Privacy Management Program
For a number of years, the Airport Authority has had comprehensive policies and protocols aimed at complying with the applicable laws relating to private information belonging to our employees, our passengers and our business partners. As a private federal organization, the Airport Authority is subject to federal privacy legislation, specifically the Personal Information Protection & Electronic Documents Act. We care strongly about upholding privacy laws—this is in keeping with our corporate values of trust and accountability. Privacy matters are overseen by the Airport Authority’s Vice President Legal, General Counsel & Corporate Secretary, in her capacity as Privacy Officer, as well as a Privacy Committee comprised of the Privacy Officer, Vice President Human Resources and Supply Management, Vice President Operations and Maintenance and Vice President Information Technology and Chief Digital Officer.
Throughout 2016, we focused on building on the existing strong foundation to develop an expanded framework for our Privacy Management Program, with the goal of making it even more robust and comprehensive. Some of the elements of the expanded Privacy Management Program are as follows:
- Cyber Security/Privacy Team—recognizing that privacy and cyber security go hand in hand, we have put together a cross-departmental team (Legal, IT, Operations/Security, Communications, HR) to respond to privacy breaches, to be supported by external legal counsel.
- Expanded Policies—we are developing a new Privacy Breach Policy and reviewing and updating our existing privacy policies.

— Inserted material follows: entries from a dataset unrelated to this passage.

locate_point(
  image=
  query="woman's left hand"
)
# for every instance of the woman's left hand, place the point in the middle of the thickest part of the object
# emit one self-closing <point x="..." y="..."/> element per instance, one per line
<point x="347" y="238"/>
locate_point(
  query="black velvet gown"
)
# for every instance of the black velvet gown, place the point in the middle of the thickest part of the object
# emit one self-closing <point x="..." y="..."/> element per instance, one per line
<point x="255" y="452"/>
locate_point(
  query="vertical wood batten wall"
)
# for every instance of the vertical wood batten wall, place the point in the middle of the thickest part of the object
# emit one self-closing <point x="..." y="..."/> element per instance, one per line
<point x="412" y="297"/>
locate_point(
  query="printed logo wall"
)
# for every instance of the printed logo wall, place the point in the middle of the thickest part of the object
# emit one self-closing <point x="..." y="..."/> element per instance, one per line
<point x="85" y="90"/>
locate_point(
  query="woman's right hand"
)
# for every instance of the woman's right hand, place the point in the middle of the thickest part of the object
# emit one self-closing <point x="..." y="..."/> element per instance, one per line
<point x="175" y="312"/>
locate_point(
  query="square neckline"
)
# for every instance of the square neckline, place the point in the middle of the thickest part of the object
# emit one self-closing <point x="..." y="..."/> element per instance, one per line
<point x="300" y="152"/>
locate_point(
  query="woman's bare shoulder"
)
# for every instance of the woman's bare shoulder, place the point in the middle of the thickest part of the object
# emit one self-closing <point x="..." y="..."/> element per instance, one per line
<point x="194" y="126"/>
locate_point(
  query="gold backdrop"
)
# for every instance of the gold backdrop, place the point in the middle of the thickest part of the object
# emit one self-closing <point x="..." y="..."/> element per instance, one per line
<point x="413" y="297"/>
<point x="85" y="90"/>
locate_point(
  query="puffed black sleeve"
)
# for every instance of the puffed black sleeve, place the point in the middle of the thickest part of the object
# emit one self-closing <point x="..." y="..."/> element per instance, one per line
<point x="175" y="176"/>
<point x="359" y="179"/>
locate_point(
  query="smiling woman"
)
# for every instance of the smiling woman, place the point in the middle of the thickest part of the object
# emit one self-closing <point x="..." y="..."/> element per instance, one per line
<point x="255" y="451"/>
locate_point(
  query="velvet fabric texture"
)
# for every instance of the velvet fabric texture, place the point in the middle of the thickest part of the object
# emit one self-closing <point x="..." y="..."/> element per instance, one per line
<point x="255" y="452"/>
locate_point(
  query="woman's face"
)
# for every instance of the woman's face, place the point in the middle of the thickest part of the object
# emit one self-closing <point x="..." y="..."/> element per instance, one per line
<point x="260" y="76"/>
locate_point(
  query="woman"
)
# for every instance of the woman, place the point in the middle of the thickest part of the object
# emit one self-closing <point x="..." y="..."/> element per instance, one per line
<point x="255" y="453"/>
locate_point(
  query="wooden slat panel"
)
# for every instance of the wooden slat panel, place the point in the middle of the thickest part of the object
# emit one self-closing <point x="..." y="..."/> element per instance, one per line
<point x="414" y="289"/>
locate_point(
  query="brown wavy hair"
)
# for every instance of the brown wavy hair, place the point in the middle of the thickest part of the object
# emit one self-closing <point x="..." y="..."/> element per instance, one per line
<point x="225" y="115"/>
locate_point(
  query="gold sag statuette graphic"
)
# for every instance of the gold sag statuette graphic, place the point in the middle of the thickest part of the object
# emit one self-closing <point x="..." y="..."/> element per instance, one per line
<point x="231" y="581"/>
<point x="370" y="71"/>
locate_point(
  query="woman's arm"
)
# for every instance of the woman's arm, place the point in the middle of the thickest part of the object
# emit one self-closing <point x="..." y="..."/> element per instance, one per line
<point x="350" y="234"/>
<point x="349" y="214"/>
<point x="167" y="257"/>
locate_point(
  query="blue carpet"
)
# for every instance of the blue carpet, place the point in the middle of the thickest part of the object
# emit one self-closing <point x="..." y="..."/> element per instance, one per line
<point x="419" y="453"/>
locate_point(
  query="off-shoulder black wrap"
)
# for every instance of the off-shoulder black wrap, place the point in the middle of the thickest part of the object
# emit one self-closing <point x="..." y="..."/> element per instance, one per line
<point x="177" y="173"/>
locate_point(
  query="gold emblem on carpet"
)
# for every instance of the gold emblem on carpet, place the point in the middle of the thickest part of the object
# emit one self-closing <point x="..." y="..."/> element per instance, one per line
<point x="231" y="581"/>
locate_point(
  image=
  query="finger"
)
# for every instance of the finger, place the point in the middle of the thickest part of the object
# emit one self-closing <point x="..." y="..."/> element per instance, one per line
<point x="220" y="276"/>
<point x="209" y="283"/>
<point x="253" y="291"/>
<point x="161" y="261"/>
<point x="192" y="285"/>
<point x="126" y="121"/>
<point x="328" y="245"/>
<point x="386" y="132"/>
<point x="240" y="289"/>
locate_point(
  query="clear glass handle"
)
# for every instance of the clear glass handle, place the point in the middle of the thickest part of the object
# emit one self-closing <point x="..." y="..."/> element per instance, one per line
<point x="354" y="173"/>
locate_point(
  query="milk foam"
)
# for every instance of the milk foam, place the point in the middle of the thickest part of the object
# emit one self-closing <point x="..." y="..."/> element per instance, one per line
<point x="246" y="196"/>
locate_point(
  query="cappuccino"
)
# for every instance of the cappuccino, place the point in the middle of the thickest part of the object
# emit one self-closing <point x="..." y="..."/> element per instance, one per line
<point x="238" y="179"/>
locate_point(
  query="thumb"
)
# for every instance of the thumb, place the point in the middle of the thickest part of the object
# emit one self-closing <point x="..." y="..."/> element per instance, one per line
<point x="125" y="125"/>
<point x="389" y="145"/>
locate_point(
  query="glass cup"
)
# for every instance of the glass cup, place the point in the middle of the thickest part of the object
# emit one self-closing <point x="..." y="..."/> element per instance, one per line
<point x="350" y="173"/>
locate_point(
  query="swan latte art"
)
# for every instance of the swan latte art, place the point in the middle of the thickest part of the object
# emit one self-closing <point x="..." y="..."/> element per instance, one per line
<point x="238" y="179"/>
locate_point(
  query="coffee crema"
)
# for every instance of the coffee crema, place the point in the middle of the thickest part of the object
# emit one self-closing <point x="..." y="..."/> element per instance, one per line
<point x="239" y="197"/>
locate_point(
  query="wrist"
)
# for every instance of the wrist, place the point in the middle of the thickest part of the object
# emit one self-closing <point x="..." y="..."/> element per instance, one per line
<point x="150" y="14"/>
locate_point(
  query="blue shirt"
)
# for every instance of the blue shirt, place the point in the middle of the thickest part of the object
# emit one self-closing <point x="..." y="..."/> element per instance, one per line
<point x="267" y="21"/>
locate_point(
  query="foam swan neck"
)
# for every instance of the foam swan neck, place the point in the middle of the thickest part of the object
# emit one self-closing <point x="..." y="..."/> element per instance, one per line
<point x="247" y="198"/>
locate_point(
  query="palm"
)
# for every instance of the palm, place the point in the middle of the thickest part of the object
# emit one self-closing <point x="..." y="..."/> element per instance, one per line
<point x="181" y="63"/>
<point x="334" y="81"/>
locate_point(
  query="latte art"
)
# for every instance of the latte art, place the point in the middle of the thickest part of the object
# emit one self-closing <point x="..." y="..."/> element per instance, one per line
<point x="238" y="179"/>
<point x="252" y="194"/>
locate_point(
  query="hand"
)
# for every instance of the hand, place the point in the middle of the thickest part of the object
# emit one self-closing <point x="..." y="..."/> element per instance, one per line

- Data Mapping—in order to understand the information life cycle for each type of personal information that we collect, we are applying a data mapping approach to proactively answer questions about the personal data we are charged with safeguarding.
- Incident Response Plan—in the event of a privacy breach, we would immediately engage the Cyber Security/Privacy Team to contain the breach, evaluate the risks of the breach with reference to our applicable data mapping, notify appropriate individuals and if necessary the Canadian Privacy Commissioner and affected customers or employees and mitigate the immediate breach.
- Training and Testing—we are developing privacy and cyber awareness training and expect to begin rolling it out in 2017. The training will include a video module element so that new employees can receive the customized training at the beginning of their employment and others can refresh their training annually or as otherwise required. We will also be implementing regular testing of the program and our protocols.